Lo que nosotros queremos es acercar de una manera abierta y multi disciplinar aspectos de este tipo a la infancia y que ellos mismos sean los constructores de su conocimiento. En ningún caso nos gusta hacer una transmisión de forma direccional y con un carácter axiomático. Buscamos la inmersión sensorial y contextual. Nos gusta que aprendan pasándolo bien que es lo que tiene que ser, por eso nos gustaría poder realizar cada vez más actividades con escolares de primaria como: charlas, talleres, visitas… Esperamos que con el tiempo vayamos entrando en los colegios.

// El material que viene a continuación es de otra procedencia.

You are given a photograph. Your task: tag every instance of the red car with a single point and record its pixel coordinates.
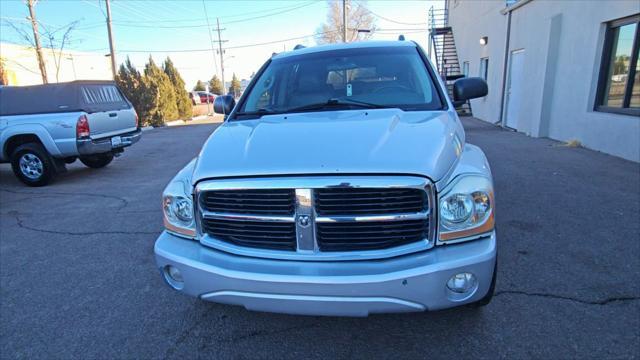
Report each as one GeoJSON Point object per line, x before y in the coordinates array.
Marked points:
{"type": "Point", "coordinates": [206, 97]}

“Siempre digo que cuando estoy caminando, nunca voy solo, llevo a todos mis ancestros detrás. Esto me da una conciencia de mí mismo, me conecta a mi tierra y a mi cultura”

-¿Los más pequeños serán los que garanticen que toda la historia no se pierda?
-Sin duda, la infancia es el futuro y debemos fomentar el ocio en familia o a través de actividades escolares vinculado al patrimonio: castros, castillos, casonas, minería, museos, bosques, lagos, playas, etc… Tratamos de generar inmersiones y percepción sensorial. Que, por ejemplo, la gente esté en el Castro de Cabo Blanco y sienta el viento del mar, el ruido de las olas y se imagine cómo era la vida antes allí. Automáticamente comenzarán a hacerse preguntas y, si les acaba interesando mucho, acudirán a manuales o guías en las que ya profundizan en ese conocimiento. Pero de lo que se trata es de motivar y que llegue el fin de semana y, en vez de ir a Parque Principado -qué puede estar bien y no tenemos nada en contra-, se vayan a uno de estos lugares. Además, en Asturias tenemos la suerte de que la entrada a muchos museos es gratuita. Los guajes lo pasan pipa, los mayores aprenden cosas y todo con un gasto mínimo. Se trata de despertar la curiosidad de querer conocer y saber quién eres que es muy importante.

-¿Quien pierde su identidad pierde una parte importante de sí mismo?
-Viví en distintos lugares como Londres, París, Madrid y me di cuenta de que, la mayoría de la gente que vive en esas ciudades, perdió su identidad. No saben quiénes son y tampoco les importa. Son ciudadanos del mundo y yo puedo serlo igualmente, pero tengo una identidad, soy Fernán Morán, hijo de X e Y, nieto X y de Y, del clan Morán, de la tribu de los Luggoni, de etnia Astur, de la cultura celto-atlántica y asturiano; esa es mi identidad, no un número de DNI. Siempre digo que, cuando estoy caminando, nunca voy solo, llevo a todos mis ancestros detrás. Esto me da una conciencia de mí mismo, me conecta a mi tierra y a mi cultura. Puedes vivir, trabajar o desarrollar tu vida donde quieras, pero no pierdas de vista quién eres, tus raíces, porque en cuanto te despersonalizas, ya no eres nadie. En ese momento no solo pierdes cultura, también pierdes riqueza cultural e identidad.